Wie dem auch sei...ich bin nicht gestorben soviel kann ich sagen. Jedoch den Grund bzw. wie ich diese Zeilen hier schreiben kann ist mir selbst ein Rätsel vor einigen Stunden ist es passiert. Ich machte mir gerade eine Mahlzeit in meinem Haus da erschien das Glockengeläut so laut und ohrenbetäubend das ich mir Instinktiv die Hände auf die Ohren presste, doch es half nichts.
Ich humpelte mit schmerzverzerrtem Gesicht zu meinem Wasserbecken um mich mit Wasser in die Realität zurückzuholen, doch kaum berührten meine Hände die Wasseroberfläche da geschah es...Dunkelheit überall wenn sterben sich so anfühlt dachte ich dann wird es wohl soweit sein. Doch dann nichts...ich war bewusstlos...die Dunkelheit hatte mich diesmal komplett umfangen und es gab kein Entrinnen.

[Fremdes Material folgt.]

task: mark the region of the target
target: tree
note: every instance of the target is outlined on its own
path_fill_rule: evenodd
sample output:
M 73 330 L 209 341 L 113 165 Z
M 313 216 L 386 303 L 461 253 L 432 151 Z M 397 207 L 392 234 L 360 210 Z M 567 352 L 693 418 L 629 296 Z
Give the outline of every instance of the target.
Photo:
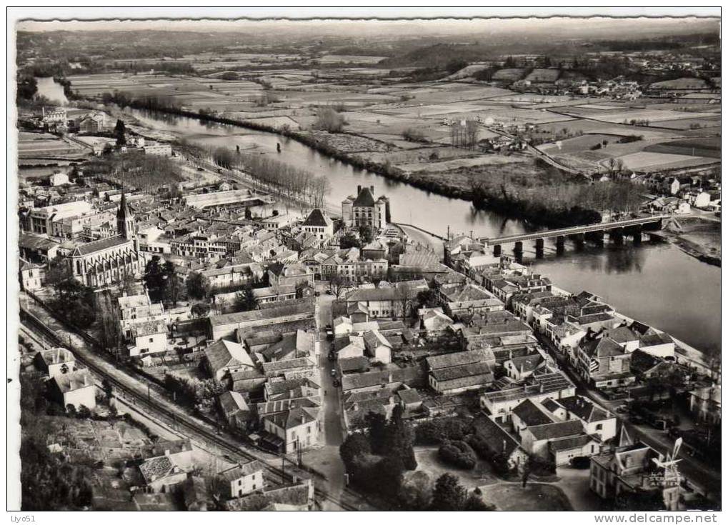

Oder doch? Denn Momente - jedenfalls kamen sie mir so vor - später fühlte ich das Wasser an meinem Händen. Mein Gesicht lag in etwas weichem ich konnte meine Augen noch nicht öffnen aber ich hörte ein rauschen. Es vergingen einige Minuten und ich wagte meine Augen langsam zu öffnen was ich erblickte war ganz und gar nicht was ich erwartet hatte. Ich war nicht mehr in meinem Haus, ein Strand ich lag mit dem Gesicht im Sand und den Händen ausgestreckt in den Fluss oder das Meer ragend an einem Strand.

Im nächsten Moment wie ohne darüber nachzudenken kniete ich mich hin und dann bemerkte ich es. Mein Bein, der Knochen, nichts von alle dem war verletzt alles verheilt aber auch keine Narben zu sehen, wie ist das möglich dachte Ich.
Ich war froh das bedeutete ich werde nicht an dem Wundbrand sterben doch was mich viel mehr interessierte wo war ich auf einmal und wieso?

Ich stand auf und blickte mich um nichts kam mir bekannt vor und ich kannte die Insel auf der ich mich bis eben befunden und fast gestorben wäre. Warum? Womit hab ich das verdient. Diese und noch andere Fragen schossen durch meinen Kopf als ich plötzlich einen Schrei vernahm - fremdartig und doch irgendwie vertraut. Und dann sah ich sie...die Tiere die es am Strand gab. Ähnlich und doch anders
gleich und doch nicht gleich. Und dann fing ich an zu laufen in eine kleine Ecke des Waldes der sich an den Strand anschloß. Deckung suchend und vorsichtig duckend verbarg ich mich hinter einem dicken Baum. Ich musste scheinbar auf eine neue Insel? oder gar einen neuen Planeten transportiert worden sein. Aber habe ich damit freiheit gewonnen oder noch mehr verloren? Auf alle Fälle beginnt hier ein neues Abenteuer. Ganz von vorn werde ich hoffentlich nicht mehr anfangen müssen zum Teil kann ich mich noch an meine Freunde und die Geschehnisse auf der anderen Insel erinnern. Das kann mir hier helfen zu überleben bis ich vielleicht auf Einheimische oder andere Intelligente Spezies treffe.



An dieser Stelle bricht das gefundene Tagebuch ab.
Was auch immer aus Quotter Batt wurde wir müssen wohl auf dieser Insel nach seinen weiteren Tagebüchern suchen.